L’uomo dal fiore. Ringrazii Dio, se sono fastidi soltanto.
Pausa.
C’è chi ha di peggio, caro signore.
Pausa.
Io le dico che ho bisogno d’attaccarmi con l’immaginazione alla vita altrui, ma cosí, senza piacere, senza punto interessarmene, anzi... anzi... per sentirne il fastidio, per giudicarla sciocca e vana, la vita, cosicché veramente non debba importare a nessuno di finirla.
Con cupa rabbia:
E questo è da dimostrare bene, sa? con prove ed esempi continui, a noi stessi, implacabilmente. Perché, caro signore, non sappiamo da che cosa sia fatto, ma c’è, c’è, ce lo sentiamo tutti qua, come un’angoscia nella gola, il gusto della vita, che non si soddisfa mai, che non si può mai soddisfare, perché la vita, nell’atto stesso che la viviamo, è cosí sempre ingorda di se stessa, che non si lascia assaporare. Il sapore è nel passato, che ci rimane vivo dentro. Il gusto della vita ci viene di là, dai ricordi che ci tengono legati. Ma legati a che cosa? A questa sciocchezza qua... a queste noje... a tante stupide illusioni... insulse occupazioni... Sí, sí.

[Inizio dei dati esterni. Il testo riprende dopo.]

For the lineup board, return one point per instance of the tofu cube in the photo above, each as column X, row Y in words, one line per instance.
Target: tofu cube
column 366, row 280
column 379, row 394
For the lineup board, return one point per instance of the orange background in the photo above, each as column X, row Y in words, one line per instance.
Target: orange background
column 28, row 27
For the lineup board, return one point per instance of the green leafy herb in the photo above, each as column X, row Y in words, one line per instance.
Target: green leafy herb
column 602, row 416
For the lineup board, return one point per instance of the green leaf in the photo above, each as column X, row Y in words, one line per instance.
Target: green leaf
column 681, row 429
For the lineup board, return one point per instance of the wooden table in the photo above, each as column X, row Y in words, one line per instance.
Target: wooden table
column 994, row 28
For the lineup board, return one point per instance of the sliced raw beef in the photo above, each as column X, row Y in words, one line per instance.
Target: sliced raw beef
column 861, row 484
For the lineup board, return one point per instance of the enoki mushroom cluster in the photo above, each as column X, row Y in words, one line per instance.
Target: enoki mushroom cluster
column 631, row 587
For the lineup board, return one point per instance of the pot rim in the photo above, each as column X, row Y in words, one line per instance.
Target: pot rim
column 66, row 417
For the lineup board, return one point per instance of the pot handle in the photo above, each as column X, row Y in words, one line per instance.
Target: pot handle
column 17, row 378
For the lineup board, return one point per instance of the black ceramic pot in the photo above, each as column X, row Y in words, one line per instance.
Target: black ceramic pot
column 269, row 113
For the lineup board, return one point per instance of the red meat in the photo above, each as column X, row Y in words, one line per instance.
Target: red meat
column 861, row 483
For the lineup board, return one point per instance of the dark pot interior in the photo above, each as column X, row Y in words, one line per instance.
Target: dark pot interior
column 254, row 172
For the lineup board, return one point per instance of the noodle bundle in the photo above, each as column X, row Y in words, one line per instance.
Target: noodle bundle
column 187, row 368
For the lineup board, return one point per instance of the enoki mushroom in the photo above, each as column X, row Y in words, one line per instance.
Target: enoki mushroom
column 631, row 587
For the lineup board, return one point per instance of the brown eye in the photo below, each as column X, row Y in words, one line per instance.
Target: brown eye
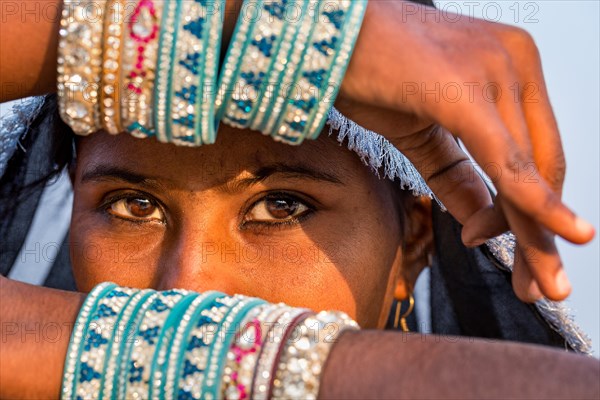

Questa che ora qua è una sciocchezza... questa che ora qua è una noja... e arrivo finanche a dire, questa che ora è per noi una sventura, una vera sventura... sissignori, a distanza di quattro, cinque, dieci anni, chi sa che sapore acquisterà... che gusto, queste lagrime... E la vita, perdio, al solo pensiero di perderla... specialmente quando si sa che è questione di giorni...
A questo punto dal cantone a destra sporgerà il capo a spiare la donna vestita di nero.
Ecco... vede là? dico là, a quel cantone... vede quell’ombra di donna? — Ecco, s’è nascosta!